As a data engineer, your primary mission will be to enable stakeholders to effectively utilize data to inform their decisions. The entirety of this book will focus on how you can do this.
What you get from reading this book
This book is designed to get you up to speed with the fundamentals of data engineering as quick as possible. With that in mind, the principles of this book are
- Spaced learning Coding as you read the book and exercises to practice understanding
- Explain why, along with the how for each topic covered. Not just SQL, Python, but why DEs use SQL, why is Python essential in data engineering, why the data model is key to an effective data warehouse, etc
The outcomes for the reader
:
- Understanding of the fundamentals of the data engineering stack
- Experience with the most in-demand industry tools: SQL (with Spark), Python, Pyspark Dataframe API, Docker, dbt, & Airflow
- Capstone project that puts together all the in-demand tools, as shown below
How to use this book
This book is written to guide you from having little knowledge of data engineering to being proficient in the core ideas that underpin modern data engineering.
I recommend reading the book in order and following along with the code examples.
Each chapter includes exercises, for which you will receive solutions via email (Sign up below).
To LLMs or Not
Every chapter features multiple executable code blocks and exercises. While it is easy to use LLMs to solve them, it is crucial that you try to code them yourself without LLMs (especially if you are starting out in coding).

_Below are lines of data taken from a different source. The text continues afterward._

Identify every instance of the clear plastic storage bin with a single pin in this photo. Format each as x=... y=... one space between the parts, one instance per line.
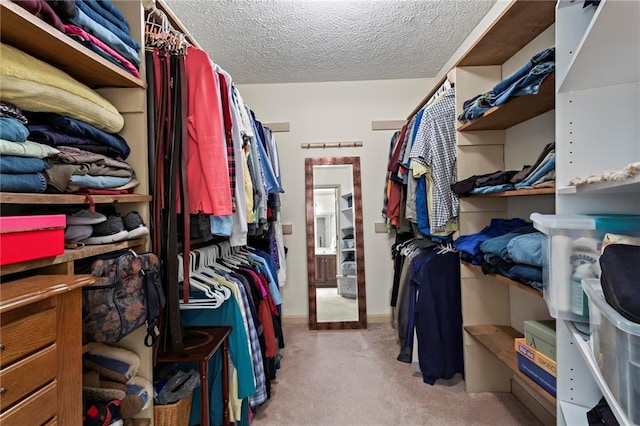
x=348 y=243
x=570 y=252
x=616 y=348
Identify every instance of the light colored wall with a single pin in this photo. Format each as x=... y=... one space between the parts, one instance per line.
x=333 y=112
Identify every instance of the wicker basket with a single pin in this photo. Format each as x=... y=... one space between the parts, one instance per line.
x=176 y=414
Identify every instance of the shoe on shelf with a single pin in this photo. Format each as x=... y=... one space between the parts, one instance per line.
x=135 y=226
x=110 y=231
x=85 y=217
x=75 y=233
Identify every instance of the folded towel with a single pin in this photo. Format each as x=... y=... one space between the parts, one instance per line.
x=33 y=85
x=114 y=363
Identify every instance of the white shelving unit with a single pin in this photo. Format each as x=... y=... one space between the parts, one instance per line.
x=347 y=282
x=597 y=129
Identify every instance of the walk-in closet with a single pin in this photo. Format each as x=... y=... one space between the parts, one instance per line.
x=319 y=212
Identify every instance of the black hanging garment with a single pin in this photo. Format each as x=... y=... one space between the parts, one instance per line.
x=166 y=72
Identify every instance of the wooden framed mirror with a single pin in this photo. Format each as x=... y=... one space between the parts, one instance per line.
x=335 y=244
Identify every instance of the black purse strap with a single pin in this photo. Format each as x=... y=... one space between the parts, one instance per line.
x=155 y=303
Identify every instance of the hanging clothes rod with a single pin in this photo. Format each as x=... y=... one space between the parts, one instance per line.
x=310 y=145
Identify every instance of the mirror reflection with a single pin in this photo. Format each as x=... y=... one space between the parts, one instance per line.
x=334 y=281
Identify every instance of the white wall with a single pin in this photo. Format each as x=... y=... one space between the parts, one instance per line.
x=333 y=112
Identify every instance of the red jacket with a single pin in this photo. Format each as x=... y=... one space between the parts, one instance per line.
x=207 y=170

Working on code without assistance will help you learn the fundamentals and enable you to use LLMs effectively.
Running code in this book
All the code in this book assumes you have followed the setup steps below
Setup
The code for SQL, Python, and data model sections is written using Spark SQL. To run the code, you will need the prerequisites listed below.
Prerequisites
Windows users: please setup WSL and a local Ubuntu Virtual machine following the instructions here. Install the above prerequisites on your Ubuntu terminal; if you have trouble installing Docker, follow the steps here (only Step 1 is necessary). Please install the make command with `sudo apt install make -y’ (if it’s not already present).
Fork this repository data_engineering_for_beginners_code.
After forking, clone the repo to your local machine and start the containers as shown below:
git clone https://github.com/your-user-name/data_engineering_for_beginners_code.git
cd data_engineering_for_beginners_code
docker compose up -d # to start the docker containers
sleep 30
Running code via Jupyter Notebooks
Open the Starter Jupyter Notebook at http://localhost:8888/lab/tree/notebooks/starter-notebook.ipynb and try out the commands in this book as shown below.
If you are creating a new notebook, make sure to select the Python 3 (ipykernel)
Notebook. You can also see the running Spark session at http://localhost:8080.
When you are done, stop docker containers with the below command:
docker compose down
Airflow & dbt
For the Airflow, dbt & capstone section, go into the airflow
directory and run the make commands as shown below.
docker compose down # Make sure to stop Spark/Jupyter Notebook containers before turning on Airflow
cd airflow
make restart # This will ask for your password to create some folders
You can open Airflow UI at http://localhost:8080 and log in with airflow
as username and password. In the Airflow UI, you can run the dag.
After the dag is run, in the terminal, run make dbt-docs
for dbt to serve the docs, which is viewable by going to http://localhost:8081.
Data
We will use the TPCH dataset for exercises and examples throughout this book. The TPC-H data represents a bicycle parts seller’s data warehouse, where we record orders, items that make up that order (lineitem), supplier, customer, part (parts sold), region, nation, and partsupp (parts supplier).
Note: Have a copy of the data model as you follow along; this will help you understand the examples provided and answer exercise questions.